Section 473(10)(j)- the number, attributes and behaviour, or the likely number, attributes and behaviour, of the company’s creditors

  1. The number of creditors in the winding up is 10, being 3 secured and 7 unsecured creditors.

  1. There are no other relevant attributes or conduct of creditors relevant to this application, save that the proxy appointed for two creditors at the resumed creditors meeting held on 9 August 2018 stated that he would not vote in favour of resolutions approving the liquidators’ remuneration and disbursements “until an appropriate outcome concerning the assignment of the identified rights of action had been reached”.

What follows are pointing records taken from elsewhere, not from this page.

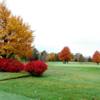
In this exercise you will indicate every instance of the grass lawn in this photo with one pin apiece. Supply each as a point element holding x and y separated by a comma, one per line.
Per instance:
<point>73,81</point>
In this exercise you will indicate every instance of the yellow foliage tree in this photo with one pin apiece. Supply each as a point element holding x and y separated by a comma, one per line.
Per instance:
<point>15,36</point>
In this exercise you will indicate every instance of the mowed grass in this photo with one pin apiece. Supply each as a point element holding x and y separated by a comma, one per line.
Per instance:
<point>73,81</point>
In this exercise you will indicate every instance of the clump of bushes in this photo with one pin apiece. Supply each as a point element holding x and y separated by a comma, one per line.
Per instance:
<point>36,67</point>
<point>33,67</point>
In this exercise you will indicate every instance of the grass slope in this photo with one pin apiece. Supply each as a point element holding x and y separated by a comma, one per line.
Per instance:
<point>73,81</point>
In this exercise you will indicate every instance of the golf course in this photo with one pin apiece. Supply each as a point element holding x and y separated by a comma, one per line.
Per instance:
<point>72,81</point>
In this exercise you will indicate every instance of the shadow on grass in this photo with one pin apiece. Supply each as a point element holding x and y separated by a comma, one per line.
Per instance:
<point>12,78</point>
<point>24,76</point>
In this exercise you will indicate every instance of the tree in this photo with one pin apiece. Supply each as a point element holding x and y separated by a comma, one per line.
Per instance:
<point>43,56</point>
<point>51,57</point>
<point>96,57</point>
<point>15,36</point>
<point>65,55</point>
<point>81,58</point>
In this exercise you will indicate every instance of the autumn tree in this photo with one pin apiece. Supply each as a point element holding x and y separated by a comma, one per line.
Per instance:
<point>96,57</point>
<point>15,36</point>
<point>43,56</point>
<point>51,57</point>
<point>65,55</point>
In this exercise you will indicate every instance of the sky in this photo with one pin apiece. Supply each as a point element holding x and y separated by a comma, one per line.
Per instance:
<point>59,23</point>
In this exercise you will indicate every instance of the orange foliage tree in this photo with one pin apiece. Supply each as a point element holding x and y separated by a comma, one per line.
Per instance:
<point>96,57</point>
<point>15,36</point>
<point>65,55</point>
<point>51,57</point>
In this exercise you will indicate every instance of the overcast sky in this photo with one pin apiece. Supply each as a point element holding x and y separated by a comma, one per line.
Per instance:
<point>59,23</point>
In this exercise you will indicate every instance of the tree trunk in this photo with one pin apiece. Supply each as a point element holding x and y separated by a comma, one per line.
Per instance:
<point>97,63</point>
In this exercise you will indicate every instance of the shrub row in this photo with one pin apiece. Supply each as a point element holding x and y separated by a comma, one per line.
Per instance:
<point>12,65</point>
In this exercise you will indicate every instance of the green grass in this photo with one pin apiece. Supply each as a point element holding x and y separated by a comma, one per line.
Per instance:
<point>73,81</point>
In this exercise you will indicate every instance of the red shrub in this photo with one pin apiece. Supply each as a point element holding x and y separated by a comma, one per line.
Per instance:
<point>36,67</point>
<point>10,65</point>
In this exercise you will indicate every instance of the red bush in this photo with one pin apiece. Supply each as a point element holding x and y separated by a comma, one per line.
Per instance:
<point>10,65</point>
<point>36,67</point>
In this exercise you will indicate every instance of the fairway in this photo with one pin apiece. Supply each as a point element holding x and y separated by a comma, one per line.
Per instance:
<point>73,81</point>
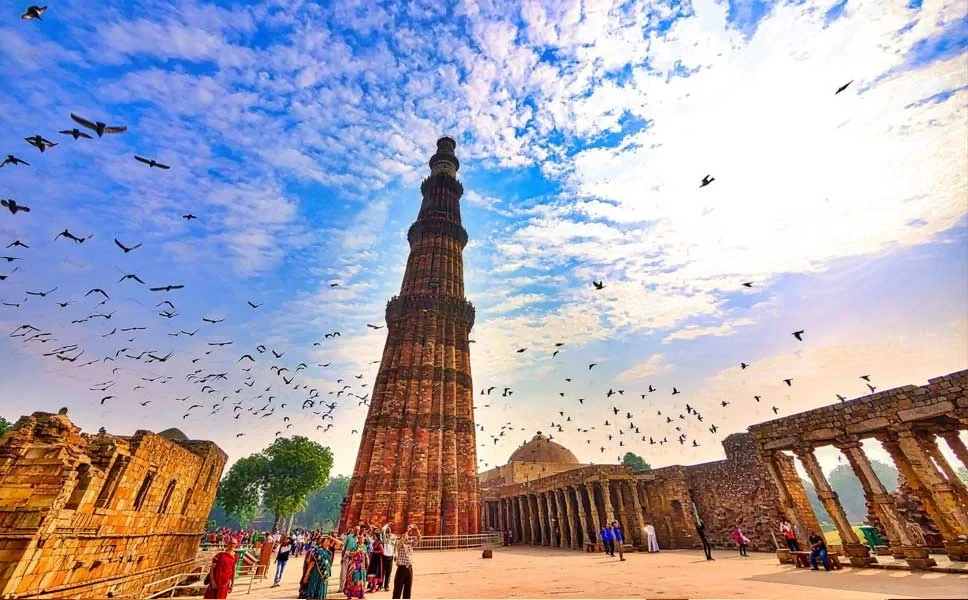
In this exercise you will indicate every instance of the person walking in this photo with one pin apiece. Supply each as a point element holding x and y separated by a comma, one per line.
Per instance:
<point>741,540</point>
<point>786,529</point>
<point>281,559</point>
<point>701,530</point>
<point>607,541</point>
<point>617,540</point>
<point>818,549</point>
<point>403,581</point>
<point>650,534</point>
<point>221,575</point>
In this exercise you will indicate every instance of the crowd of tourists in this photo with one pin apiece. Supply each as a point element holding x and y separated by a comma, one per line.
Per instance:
<point>367,557</point>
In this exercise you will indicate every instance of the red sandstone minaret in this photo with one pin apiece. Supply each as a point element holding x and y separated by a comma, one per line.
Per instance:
<point>417,461</point>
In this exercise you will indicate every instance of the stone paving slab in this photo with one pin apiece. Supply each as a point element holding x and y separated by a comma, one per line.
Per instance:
<point>524,572</point>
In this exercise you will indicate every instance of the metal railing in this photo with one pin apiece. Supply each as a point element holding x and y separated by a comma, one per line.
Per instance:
<point>456,542</point>
<point>245,576</point>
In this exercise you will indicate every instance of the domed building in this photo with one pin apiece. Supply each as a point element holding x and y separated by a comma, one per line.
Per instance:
<point>545,496</point>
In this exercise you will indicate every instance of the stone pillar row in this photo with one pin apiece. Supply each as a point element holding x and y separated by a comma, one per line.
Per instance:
<point>553,518</point>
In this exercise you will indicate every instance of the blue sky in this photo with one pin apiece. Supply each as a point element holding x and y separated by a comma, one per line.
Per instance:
<point>299,132</point>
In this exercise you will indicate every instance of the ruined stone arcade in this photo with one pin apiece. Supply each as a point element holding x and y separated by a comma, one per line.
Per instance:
<point>544,496</point>
<point>907,422</point>
<point>86,515</point>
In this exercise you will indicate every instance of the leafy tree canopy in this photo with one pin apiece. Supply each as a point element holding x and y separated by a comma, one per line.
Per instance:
<point>635,462</point>
<point>322,509</point>
<point>280,478</point>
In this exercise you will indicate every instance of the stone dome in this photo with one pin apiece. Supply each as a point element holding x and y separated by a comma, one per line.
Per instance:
<point>541,449</point>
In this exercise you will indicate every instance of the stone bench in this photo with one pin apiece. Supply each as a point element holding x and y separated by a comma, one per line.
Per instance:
<point>802,560</point>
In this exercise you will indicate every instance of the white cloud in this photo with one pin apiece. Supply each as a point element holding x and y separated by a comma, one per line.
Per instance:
<point>692,332</point>
<point>655,365</point>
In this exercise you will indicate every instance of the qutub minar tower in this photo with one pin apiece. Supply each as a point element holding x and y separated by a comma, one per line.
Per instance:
<point>417,461</point>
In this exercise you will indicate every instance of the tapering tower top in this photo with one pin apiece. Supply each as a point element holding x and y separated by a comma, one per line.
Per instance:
<point>444,160</point>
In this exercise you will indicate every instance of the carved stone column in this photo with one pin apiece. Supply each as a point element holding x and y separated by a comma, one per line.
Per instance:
<point>593,509</point>
<point>549,519</point>
<point>858,553</point>
<point>624,519</point>
<point>944,494</point>
<point>930,445</point>
<point>570,514</point>
<point>639,515</point>
<point>533,521</point>
<point>607,501</point>
<point>586,535</point>
<point>883,503</point>
<point>957,446</point>
<point>893,444</point>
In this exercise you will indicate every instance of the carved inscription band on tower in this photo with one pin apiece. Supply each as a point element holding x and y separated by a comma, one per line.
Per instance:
<point>417,461</point>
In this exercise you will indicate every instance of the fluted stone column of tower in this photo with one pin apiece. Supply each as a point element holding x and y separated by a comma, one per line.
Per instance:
<point>417,461</point>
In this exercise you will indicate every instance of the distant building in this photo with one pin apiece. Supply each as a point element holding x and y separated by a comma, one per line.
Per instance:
<point>85,515</point>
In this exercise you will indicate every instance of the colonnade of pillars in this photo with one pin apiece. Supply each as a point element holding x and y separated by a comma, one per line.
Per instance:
<point>919,459</point>
<point>569,516</point>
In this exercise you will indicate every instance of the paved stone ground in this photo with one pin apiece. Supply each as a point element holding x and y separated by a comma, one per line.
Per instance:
<point>523,572</point>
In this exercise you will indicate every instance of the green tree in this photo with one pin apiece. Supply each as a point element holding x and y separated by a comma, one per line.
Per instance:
<point>635,462</point>
<point>322,509</point>
<point>280,478</point>
<point>240,491</point>
<point>843,480</point>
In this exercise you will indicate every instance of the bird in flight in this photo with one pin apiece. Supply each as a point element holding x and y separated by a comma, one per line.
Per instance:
<point>75,133</point>
<point>150,162</point>
<point>34,12</point>
<point>131,276</point>
<point>40,142</point>
<point>41,294</point>
<point>67,234</point>
<point>98,127</point>
<point>126,249</point>
<point>13,207</point>
<point>13,160</point>
<point>98,291</point>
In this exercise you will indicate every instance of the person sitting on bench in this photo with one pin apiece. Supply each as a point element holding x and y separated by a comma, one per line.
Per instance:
<point>818,549</point>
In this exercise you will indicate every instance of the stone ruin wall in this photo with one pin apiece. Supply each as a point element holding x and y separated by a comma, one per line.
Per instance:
<point>668,506</point>
<point>68,522</point>
<point>736,490</point>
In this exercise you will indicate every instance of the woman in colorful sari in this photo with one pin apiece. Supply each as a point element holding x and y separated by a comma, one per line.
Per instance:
<point>374,573</point>
<point>356,565</point>
<point>315,581</point>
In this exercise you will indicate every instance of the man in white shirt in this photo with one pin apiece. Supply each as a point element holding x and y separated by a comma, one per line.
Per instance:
<point>650,534</point>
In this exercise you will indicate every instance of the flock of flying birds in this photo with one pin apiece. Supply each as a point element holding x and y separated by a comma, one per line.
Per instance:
<point>235,391</point>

Section 473(10)(k)- if the remuneration is ascertained, in whole or in part, on a time basis: (i) the time properly taken, or likely to be properly taken, by the liquidator in performing the work and (ii) whether the total remuneration payable to the liquidator is capped;

  1. The Table sets out in detail the exact time taken by the liquidators and their employees in performing the work.  It is submitted by the liquidators that the time taken for all work described in the Table was time properly taken by the liquidators and employees of experience appropriate to each task in exercise of the joint and several liquidators’ duties.  As noted above, there were no objections received by the liquidators, and no suggestion that the time taken to perform work was not properly taken. No such criticism were raised by any creditor at the meeting of creditors held on 30 July 2018 and resumed on 9 August 2018.

  1. I have reviewed the material exhibited to Mr Cauchi’s affidavits and conducted a random sample of significant items in the Table. I consider that the tasks referred to were performed by a person of the appropriate station in the hierarchy of the liquidators’ firm and that the tasks in question appeared to be necessary for the conduct of the liquidation. Further, the time taken to perform such tasks appeared to be reasonable.

  1. The matters specified in s 473(10)(b),(f),(g) have no relevance to the present application.

Consideration

  1. I consider that the evidence filed by the applicants meets the required standards so as to enable me to determine that the remuneration application is reasonable. The evidence was sufficient for me to exercise my power under s 473(3)(b)(ii). I have examined the applicants evidence and the amount claimed by the applicants appears to be fair and reasonable. I do not propose to make any deduction from the amount claimed.

  1. I will make the following orders:

(a) The interlocutory process is amended on the Court’s own motion so that the application is for one properly made under s 473(3)(b)(ii) of the Act.

(b)   The Liquidators’ Remuneration for the period 22 December 2014 to 30 November 2018  be determined in the amount of $90,610 (excluding GST).

(c)    The Liquidators’ disbursements for the period be determined in the amount of $2,601.78 (excluding GST).

  1. I will ask the liquidators’ solicitors to provide a draft form of order to my Associate within 7 days to give effect to these orders.